At college, he read Rilke (The Notebooks of Malte Laurids Brigge) and Kafka (The Trial), and these in combination showed him a new way to think about people such as himself who are fundamentally conflicted, as though two mutually toxic beings had been stuffed into the same vexed body. He embraced the idea of “a flickering consciousness, a simultaneity of culpable urge and poignant self-reproach, a person in process.” Misreading The Trial—Der Prozess—helped him here: When at last he saw how wrong it is to insist dogmatically on K.’s innocence or guilt, he’d taken the first step toward accommodating some of his own contradictions.
At about the same time, he tired of the dreck he was writing, the palpably false performance of the young writer scribbling “cute sentences in his notebook.” Like Rilke’s Malte, he aimed for “a moment when, instead of being the maker of the writing (‘I write’), he will be its product (‘I am written’): instead of a performance, a transmission; instead of a focus on the self, a shining through the world.” I would argue that The Discomfort Zone is no more or less than Jonathan Franzen written: a “transmission” rather than a performance. There is indeed a focus on the self, but that self—the jackass with his pants down—is presented as an object lesson: Don’t do as I do; don’t be as I am. He’s not cured (there is no cure). But now, when he writes, it’s the real thing.

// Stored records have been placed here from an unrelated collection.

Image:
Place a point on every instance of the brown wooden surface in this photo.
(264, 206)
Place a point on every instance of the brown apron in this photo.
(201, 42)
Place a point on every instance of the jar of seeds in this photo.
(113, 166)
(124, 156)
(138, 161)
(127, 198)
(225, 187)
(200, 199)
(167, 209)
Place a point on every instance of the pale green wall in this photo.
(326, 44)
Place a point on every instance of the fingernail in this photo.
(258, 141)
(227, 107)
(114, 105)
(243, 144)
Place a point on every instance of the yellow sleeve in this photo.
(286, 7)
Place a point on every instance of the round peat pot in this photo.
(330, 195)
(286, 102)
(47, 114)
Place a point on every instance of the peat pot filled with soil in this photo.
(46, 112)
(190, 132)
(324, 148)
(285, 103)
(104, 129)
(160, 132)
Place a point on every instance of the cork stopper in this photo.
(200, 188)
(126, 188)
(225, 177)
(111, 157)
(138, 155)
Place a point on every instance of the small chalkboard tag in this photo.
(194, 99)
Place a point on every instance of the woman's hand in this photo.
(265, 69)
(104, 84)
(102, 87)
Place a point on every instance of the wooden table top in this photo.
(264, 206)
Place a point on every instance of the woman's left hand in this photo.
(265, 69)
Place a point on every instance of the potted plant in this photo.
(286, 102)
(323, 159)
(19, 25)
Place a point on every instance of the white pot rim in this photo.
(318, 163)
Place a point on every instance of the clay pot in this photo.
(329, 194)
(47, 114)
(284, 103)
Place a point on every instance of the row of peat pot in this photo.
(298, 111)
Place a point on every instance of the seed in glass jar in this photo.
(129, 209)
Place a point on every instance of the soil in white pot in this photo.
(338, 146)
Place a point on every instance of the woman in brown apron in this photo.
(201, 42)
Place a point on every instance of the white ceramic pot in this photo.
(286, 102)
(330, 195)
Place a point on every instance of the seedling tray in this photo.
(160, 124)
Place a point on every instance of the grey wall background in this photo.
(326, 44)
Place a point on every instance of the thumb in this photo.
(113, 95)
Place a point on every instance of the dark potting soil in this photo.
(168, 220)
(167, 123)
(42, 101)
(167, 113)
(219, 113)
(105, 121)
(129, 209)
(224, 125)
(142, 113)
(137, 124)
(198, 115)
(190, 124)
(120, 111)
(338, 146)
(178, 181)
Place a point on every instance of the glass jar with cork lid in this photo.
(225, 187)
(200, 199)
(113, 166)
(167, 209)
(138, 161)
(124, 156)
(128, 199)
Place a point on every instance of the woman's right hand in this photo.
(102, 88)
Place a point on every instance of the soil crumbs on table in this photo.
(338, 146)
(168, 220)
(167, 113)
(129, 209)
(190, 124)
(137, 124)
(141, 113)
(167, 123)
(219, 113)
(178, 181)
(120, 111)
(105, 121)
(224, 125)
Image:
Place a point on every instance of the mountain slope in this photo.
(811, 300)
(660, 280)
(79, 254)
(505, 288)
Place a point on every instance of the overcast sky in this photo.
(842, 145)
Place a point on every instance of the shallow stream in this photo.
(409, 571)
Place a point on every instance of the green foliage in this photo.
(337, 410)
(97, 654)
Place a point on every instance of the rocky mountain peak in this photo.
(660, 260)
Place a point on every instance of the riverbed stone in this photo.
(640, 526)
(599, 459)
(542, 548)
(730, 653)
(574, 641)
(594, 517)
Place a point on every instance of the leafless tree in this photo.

A sample description of his adolescent self: “I spent morbid, delicious amounts of time by myself, driven by the sort of hormonal instinct that I imagine leads cats to eat grass.” And here he is in his native Midwest habitat: “A night wind coming across the football practice field carried the smell of thawed winter earth, the great sorrowful world-smell of being alive beneath a sky.” And here he is in Manhattan, his new habitat, witnessing for the first time the spring migration, his introduction to bird-watching: “I followed my visitors into the Ramble in agreeably engrossed disbelief, as in a dream in which yellowthroats and redstarts and black-throated blue and black-throated green warblers had been placed like ornaments in urban foliage, and a film production unit had left behind tanagers and buntings like rolls of gaffer’s tape, and ovenbirds were jogging down the Ramble’s eroded hillsides like tiny costumed stragglers from some Fifth Avenue parade: as if these birds were just momentary bright litter, and the park would soon be cleaned up and made recognizable again.”
I bet every M.F.A. program in the country is stuffed with kids willing to be called a prick if it meant they could write that well.
Adam Begley is books editor of The Observer.